Ce que dit Grace dans ce passage met aussi en lumière un autre obstacle qui semble avoir un impact sur le retour aux études. Comme déjà mentionné, plus de huit d’entre elles résidaient seules (sans conjoint) au moment de l’entrevue et le conjoint et les enfants d’Arlene venaient tout juste d’arriver au Québec, au moment de l’entrevue. Ces neuf participantes étaient donc seules avec d’importantes responsabilités financières, sans conjoint ni famille au Québec. Elles ne pouvaient donc pas compter sur l’aide ou le support de ceux-ci. Pour pouvoir faire un retour aux études, Mary-Jane disait attendre l’obtention de sa résidence permanente et l’arrivée de sa famille pour pouvoir suivre à temps plein une formation de préposée aux bénéficiaires. Comme son conjoint et sa fille travailleront, il sera plus facile pour elle de réduire ses heures de travail pour suivre ses cours. De plus, pour Jennifer et Gina, le soutien du conjoint a été aidant à leur retour aux études. En parlant de sa situation financière aux études, Jennifer mentionnait l’aide apportée par son conjoint :

46 No. I don’t have budget for that. Money is the main reason. If I go to school full time, how could I survive? Giving with my bills. I was the only one. Until now, I’m leaving alone. No one helping me with my bills. I also send money to my mother. I worked hard. I’m still receiving the minimum wage until this time. I’m just have my basic need to have a good budget to send to my mom. So I have interest to go to school. I would like to practice my profession and work in a office. I’m an office girl in the Philippines. How could I go to school? (Grace)

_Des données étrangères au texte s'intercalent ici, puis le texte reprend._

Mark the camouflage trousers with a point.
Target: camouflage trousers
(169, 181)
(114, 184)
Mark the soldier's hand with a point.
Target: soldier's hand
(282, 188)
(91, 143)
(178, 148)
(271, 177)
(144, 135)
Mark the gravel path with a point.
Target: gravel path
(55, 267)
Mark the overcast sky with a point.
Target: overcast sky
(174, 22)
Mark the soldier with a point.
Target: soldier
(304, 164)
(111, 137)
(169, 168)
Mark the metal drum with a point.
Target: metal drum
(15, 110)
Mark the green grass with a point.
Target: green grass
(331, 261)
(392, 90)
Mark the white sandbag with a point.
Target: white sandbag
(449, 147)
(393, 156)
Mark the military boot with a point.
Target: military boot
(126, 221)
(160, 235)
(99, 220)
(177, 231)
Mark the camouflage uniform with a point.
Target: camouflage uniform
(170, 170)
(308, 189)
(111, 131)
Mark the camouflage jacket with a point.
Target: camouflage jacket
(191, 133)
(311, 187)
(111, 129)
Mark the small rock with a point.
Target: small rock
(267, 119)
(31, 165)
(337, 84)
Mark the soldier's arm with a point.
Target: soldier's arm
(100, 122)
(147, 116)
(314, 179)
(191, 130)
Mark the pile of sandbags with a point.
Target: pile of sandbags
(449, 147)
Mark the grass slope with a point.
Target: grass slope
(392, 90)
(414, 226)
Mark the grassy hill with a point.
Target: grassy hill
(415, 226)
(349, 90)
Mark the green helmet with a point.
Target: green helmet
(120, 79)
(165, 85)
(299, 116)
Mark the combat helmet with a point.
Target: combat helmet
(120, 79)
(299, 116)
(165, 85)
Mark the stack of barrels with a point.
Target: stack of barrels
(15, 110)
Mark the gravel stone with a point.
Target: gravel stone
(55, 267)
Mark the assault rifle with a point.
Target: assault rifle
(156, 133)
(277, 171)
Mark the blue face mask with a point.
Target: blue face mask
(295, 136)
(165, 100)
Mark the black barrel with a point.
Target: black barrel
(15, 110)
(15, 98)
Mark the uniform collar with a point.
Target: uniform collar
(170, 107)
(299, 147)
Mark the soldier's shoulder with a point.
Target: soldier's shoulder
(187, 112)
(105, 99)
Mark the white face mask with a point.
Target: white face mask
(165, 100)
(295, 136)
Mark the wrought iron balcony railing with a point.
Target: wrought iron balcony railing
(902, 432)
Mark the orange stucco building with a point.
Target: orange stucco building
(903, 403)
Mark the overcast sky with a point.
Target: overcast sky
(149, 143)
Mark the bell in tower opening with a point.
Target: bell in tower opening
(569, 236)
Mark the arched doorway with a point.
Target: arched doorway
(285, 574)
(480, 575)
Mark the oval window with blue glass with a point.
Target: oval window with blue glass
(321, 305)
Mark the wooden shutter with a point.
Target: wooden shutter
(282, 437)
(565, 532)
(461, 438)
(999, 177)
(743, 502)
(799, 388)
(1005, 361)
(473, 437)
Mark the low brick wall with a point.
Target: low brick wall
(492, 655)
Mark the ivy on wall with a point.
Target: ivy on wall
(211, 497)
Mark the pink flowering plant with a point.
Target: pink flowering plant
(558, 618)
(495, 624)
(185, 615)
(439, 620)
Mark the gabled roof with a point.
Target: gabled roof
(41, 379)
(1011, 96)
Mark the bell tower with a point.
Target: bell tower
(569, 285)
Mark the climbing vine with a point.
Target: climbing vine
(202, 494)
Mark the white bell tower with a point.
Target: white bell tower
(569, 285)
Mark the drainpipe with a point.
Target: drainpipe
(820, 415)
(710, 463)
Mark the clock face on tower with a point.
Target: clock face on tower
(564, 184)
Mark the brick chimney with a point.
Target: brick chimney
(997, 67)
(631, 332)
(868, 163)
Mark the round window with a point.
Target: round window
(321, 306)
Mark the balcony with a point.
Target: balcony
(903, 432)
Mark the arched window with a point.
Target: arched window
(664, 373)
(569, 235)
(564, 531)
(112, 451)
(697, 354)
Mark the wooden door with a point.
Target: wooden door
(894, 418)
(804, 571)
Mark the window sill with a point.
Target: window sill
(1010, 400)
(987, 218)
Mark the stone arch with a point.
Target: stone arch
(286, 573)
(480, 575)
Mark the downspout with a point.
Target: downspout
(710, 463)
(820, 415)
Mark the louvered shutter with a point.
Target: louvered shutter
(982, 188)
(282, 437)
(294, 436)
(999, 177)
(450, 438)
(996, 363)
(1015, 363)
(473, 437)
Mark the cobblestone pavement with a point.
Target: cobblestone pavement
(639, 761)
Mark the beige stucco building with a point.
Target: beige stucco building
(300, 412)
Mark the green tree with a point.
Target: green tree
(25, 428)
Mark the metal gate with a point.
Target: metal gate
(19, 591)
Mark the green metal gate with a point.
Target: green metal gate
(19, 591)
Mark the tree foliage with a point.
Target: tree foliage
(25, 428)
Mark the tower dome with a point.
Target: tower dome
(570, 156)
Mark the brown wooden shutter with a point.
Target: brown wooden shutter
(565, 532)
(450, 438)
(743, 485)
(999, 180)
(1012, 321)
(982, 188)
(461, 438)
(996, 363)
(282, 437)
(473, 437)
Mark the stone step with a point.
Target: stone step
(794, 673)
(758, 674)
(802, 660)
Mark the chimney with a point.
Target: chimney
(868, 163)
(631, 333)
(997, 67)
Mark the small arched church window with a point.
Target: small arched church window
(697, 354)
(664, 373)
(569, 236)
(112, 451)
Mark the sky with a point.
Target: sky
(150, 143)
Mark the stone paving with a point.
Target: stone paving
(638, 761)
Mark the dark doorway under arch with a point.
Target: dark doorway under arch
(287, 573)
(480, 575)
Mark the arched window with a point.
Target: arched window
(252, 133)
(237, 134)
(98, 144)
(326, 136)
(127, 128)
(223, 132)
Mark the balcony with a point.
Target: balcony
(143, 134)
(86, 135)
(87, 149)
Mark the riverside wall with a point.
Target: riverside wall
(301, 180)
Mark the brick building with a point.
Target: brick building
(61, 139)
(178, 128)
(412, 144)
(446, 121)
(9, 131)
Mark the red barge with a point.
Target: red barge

C’était bien parce que je ne travaillais pas. J’étais concentrée. J’avais de bons résultats. J’avais vraiment de bons résultats. Je viens juste de commencer à travailler cet été et c’est un emploi facile et je suis à ma dernière session. Donc tout était « smooth ». Et j’avais mon conjoint pour me supporter donc je n’étais pas inquiète à propos de l’argent (…) Juste de vivre ensemble m’aidait beaucoup parce que j’avais le soutien financier, le soutien émotionnel et comme je disais, je n’avais pas à payer de loyer. Et il y a eu un moment où je devais vraiment envoyer de l’argent à la maison et il m’a aidé pour cette urgence. (Jennifer)47

Enfin, il y a un délai considérable au début du retour aux études et les résultats illustrent une situation financière précaire qui semble nuire, à différentes mesures, à leur retour aux études. S’ajoutent aussi les responsabilités qu’elles doivent assumer, en majorité, seules durant plusieurs années.